Seaboard had a surgeon?
Yeah, he was a Seaboard surgeon. Dr. Neal, they called him and he come running. He knew me; I know Dr. Neal. He says, "Has he lost much blood?" I said, "I don't know, Dr. Neal. His lower leg is spouting blood. I really don't know." Then he turned to the nurse. I had my tourniquet on and holding it all the time. They went and got a hospital tourniquet and put it on his leg and stopped that blood. Then he begin to order blood plasma. I told him his leg was cut off just below his knee, about six or eight inches, about halfway I'd say.

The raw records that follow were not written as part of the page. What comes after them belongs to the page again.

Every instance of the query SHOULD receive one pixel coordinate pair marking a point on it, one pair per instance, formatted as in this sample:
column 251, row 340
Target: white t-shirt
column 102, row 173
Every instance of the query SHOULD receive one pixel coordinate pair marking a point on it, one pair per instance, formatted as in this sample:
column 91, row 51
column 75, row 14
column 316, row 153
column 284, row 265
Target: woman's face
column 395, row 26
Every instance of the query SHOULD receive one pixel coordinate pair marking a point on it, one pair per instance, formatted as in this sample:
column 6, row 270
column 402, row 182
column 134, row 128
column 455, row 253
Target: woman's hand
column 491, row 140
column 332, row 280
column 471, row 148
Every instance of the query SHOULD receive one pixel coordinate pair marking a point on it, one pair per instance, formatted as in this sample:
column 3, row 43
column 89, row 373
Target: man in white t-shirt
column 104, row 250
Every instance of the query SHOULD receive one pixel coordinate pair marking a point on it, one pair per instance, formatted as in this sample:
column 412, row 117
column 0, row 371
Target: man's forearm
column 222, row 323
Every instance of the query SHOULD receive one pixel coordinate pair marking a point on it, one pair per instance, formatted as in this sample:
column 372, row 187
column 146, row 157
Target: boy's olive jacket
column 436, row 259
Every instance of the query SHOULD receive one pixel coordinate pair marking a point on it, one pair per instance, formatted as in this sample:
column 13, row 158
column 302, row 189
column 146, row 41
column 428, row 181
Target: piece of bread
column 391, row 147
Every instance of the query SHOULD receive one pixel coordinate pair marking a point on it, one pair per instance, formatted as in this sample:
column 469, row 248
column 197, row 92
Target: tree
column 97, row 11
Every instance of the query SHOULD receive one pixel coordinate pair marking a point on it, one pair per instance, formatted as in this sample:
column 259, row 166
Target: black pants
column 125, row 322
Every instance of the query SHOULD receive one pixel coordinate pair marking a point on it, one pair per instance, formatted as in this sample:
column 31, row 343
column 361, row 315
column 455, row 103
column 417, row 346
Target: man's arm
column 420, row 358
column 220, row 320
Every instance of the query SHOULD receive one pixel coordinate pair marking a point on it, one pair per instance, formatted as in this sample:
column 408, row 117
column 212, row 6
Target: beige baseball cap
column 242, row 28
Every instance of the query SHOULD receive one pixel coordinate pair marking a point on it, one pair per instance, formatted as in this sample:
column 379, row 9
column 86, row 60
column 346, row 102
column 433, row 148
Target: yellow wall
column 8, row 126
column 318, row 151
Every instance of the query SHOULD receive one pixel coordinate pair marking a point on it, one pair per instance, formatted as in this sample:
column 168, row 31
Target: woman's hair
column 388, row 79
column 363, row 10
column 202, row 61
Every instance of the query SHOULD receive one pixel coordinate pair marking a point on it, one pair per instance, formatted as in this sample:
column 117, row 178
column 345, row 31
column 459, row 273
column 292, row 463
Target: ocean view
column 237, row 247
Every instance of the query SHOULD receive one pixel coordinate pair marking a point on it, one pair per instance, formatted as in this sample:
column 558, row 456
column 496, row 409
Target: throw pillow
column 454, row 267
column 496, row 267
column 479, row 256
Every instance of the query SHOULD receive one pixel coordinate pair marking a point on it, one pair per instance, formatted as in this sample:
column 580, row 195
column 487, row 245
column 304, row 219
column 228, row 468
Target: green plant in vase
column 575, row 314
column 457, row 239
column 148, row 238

I says, "Dr. Neal, is there any chance of you saving that leg below his knee?" I knew. He shook his head. He said, "I don't believe so, Strick. I'm going to have to …" He did. He cut his leg off above his knee. The boy lives right over yonder right over there next to that mint museum is where he lives now, Dick Robinson. He got over it. He was real strong, young fellow. He just gritted his teeth. It's funny how a person will react. I won't say a dirty word, but he used some profanity, and I did too just cursing because I was excited. I was gritting my teeth and cursing and kind of helping the situation. But after it got over at the hospital, and got that tourniquet on his leg, I just turned chicken then. They had to go get me a cup of ammonia and fan me around there. All that time, everything was going on, I was mad as a wet hen. I just cussing and mad. After I got over there and the doctor got there, then I relaxed.
Do you remember what year that was?
Around in the 60's sometime, about 1955, 1960.